In the fall of 2005, Mary Allen was beginning her third year of work on a doctoral degree in the Program of Cellular and Molecular Biology (CMB) at the University of Wisconsin, Madison.

Allen

Seen here in green in the back row, Allen had grown up in Michigan a precocious adolescent; she enrolled at Spring Arbor University at age 15. Intelligent but not yet familiar with the various scientific disciplines, she did not know how to respond when told she must pick a major. Flipping through a handbook, her eyes landed on a major that sounded challenging: biochemistry.

During Ms. Allen's second year at Spring Arbor, one of her biochemistry professors took the class on a tour of the U. Michigan biochemistry graduate school. She decided then and there to aim for graduate school, and began working in a cancer research lab.

After graduating in 2002, she narrowed her choices to Illinois, Wayne State, Michigan and Wisconsin, some of the highest ranked departments in the country. She could not choose between Michigan and UW, finally settling on UW simply for variety.

Her first week in Madison in Fall 2002, Allen met geneticist and associate professor Dr. Elizabeth Goodwin, 47.

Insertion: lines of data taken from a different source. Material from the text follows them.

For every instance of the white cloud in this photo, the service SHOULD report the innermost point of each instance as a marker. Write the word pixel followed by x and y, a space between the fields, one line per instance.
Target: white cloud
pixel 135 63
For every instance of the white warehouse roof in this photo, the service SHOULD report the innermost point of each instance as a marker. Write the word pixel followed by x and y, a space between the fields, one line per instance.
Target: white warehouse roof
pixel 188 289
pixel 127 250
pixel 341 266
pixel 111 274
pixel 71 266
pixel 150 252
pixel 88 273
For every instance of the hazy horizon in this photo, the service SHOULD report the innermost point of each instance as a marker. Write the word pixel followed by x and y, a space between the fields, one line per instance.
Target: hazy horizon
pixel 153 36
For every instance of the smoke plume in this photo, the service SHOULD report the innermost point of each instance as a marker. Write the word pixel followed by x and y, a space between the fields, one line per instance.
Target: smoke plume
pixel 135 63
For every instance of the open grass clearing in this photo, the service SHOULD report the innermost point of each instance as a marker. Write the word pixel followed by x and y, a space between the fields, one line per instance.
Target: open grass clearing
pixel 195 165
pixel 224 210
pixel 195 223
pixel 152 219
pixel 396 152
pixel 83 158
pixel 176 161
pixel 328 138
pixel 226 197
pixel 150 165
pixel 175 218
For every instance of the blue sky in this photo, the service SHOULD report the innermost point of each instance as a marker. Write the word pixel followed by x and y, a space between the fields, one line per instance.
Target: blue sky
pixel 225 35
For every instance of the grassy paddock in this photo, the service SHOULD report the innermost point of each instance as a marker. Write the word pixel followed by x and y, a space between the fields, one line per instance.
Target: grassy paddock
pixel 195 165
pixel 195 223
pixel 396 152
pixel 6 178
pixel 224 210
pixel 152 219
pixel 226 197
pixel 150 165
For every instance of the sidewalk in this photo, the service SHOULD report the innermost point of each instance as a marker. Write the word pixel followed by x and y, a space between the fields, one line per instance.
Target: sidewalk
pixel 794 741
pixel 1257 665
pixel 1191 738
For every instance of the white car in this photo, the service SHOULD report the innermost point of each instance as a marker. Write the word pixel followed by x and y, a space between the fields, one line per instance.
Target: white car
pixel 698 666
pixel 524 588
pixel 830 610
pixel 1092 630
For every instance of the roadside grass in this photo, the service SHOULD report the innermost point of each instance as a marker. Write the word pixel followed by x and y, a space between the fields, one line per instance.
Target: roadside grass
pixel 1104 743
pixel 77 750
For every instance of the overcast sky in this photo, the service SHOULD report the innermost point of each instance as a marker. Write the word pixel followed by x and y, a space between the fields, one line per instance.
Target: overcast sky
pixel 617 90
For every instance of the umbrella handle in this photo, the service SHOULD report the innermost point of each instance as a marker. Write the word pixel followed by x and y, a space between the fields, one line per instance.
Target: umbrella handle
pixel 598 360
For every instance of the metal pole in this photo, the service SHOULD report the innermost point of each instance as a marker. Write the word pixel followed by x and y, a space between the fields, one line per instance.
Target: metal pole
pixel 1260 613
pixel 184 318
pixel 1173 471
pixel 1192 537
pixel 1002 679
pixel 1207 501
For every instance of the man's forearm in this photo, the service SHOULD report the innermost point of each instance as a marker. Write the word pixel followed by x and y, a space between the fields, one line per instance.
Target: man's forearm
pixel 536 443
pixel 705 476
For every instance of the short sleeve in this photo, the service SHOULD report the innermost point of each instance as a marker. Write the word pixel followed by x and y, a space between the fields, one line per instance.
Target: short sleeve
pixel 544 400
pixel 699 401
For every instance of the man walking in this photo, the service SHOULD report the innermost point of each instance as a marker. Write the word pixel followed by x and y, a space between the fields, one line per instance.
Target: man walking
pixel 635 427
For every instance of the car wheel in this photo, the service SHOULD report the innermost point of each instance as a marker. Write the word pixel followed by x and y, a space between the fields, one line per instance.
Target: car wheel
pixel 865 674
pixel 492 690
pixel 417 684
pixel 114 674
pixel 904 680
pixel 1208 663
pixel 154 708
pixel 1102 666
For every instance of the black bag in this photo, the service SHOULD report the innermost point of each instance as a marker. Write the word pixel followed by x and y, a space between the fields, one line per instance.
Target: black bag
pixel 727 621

Seen here in blue in the front row, ‘Betsy’--as everyone in her lab knew her--was bright, funny, and incredibly personable. The senior woman in the Genetics Department and a CMB trainer, Dr. Goodwin had already published nearly two dozen articles on the genetics of sex determination in embryonic development of C. elegans. She would soon publish an article in Science, perhaps the top journal in her field.